On Friday, Jan. 5, Public Service Enterprise Group (PSEG) Long Island announced that it had restored electricity to all of its customers. The utility is responsible for transmission and distribution to about 1.1 million people. Of those, close to 22,000 lost power as a result of the storm that was referred to as a "bomb cyclone."
The monster weather event dumped several inches of snow and knocked down power lines with hurricane force winds on Thursday, Jan. 4. By late in the afternoon that day, more than 16,000 customers on Long Island had lost power. By evening, the number had grown to 21,694.
The conditions made responding to outage calls a difficult challenge for crews. They worked through the night to restore power.
Despite the powerful storm conditions, the utility reported "no significant network outages." Nearly all outages were confined to neighborhoods and homes.

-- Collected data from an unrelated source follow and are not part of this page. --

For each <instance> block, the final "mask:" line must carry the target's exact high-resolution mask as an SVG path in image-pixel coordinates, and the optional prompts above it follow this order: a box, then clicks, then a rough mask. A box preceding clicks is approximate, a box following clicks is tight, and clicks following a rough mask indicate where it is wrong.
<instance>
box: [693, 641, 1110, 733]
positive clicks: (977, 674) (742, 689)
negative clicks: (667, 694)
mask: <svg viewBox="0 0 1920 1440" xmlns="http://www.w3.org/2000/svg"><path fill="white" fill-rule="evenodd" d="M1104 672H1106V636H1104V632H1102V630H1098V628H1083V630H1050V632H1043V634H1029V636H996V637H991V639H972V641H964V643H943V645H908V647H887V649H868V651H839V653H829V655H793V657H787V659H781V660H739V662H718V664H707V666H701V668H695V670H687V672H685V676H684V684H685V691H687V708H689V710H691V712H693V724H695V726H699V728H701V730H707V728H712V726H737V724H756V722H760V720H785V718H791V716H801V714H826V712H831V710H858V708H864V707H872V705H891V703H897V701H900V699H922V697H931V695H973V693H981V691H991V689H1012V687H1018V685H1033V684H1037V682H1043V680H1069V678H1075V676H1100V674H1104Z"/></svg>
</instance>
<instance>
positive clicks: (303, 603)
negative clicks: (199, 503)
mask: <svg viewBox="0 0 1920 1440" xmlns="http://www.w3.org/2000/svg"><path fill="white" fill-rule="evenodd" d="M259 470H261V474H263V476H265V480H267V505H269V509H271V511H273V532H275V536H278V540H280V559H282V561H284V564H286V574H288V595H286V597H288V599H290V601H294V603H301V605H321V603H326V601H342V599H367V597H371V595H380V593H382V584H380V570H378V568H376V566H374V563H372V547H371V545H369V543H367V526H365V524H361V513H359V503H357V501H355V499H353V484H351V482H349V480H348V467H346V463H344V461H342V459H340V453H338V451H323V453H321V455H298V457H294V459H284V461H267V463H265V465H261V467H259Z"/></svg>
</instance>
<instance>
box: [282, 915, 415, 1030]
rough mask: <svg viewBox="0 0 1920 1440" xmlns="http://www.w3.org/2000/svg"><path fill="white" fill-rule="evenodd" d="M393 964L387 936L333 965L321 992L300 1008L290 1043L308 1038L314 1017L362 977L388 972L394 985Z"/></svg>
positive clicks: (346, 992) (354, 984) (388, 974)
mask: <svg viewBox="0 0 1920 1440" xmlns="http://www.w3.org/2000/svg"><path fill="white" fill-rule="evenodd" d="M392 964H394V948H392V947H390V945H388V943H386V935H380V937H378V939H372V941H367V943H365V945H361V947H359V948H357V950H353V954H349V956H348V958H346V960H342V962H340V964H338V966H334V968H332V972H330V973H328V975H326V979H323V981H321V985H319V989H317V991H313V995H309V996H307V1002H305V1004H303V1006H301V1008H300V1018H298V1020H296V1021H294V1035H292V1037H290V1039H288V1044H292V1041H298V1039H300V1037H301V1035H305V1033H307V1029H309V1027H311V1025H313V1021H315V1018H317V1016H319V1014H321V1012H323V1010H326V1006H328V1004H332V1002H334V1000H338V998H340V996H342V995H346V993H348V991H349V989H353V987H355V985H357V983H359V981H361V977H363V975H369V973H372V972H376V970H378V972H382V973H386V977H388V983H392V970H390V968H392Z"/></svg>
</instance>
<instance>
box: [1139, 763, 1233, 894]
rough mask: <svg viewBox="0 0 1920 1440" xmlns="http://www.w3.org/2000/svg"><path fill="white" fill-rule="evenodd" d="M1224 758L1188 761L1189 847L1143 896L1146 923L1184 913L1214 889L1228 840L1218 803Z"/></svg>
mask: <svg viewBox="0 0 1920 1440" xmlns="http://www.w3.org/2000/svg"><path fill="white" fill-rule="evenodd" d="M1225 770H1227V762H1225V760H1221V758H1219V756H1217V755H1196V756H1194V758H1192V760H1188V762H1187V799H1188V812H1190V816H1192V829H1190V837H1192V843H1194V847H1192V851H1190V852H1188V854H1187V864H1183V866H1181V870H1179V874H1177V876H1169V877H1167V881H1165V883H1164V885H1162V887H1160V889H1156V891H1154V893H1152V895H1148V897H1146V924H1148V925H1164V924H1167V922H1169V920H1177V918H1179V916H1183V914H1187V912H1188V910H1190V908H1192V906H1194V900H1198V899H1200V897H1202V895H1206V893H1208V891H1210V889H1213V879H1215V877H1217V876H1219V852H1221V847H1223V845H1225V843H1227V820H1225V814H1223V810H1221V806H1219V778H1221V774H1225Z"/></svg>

PSEG Long Island also benefitted from some extra support and storm preparation that had already been done. For the past year, a $730 million grant from the Federal Emergency Management Agency (FEMA) has supported contract workers who have helped utility crews perform "storm hardening work." such as clearing trees from about 9,000 miles of lines and poles.
The work helped the utility avoid more outages during the storm, and the available crews were on hand to help respond to the outages that occurred. About 276 federally funded utility contract workers joined utility crews, local contractors, plus local and out-of-state tree trimmers. Together they worked 16-hour shifts through the night. According to the utility, virtually all of its customers had their lights back on by 9 a.m. Friday morning.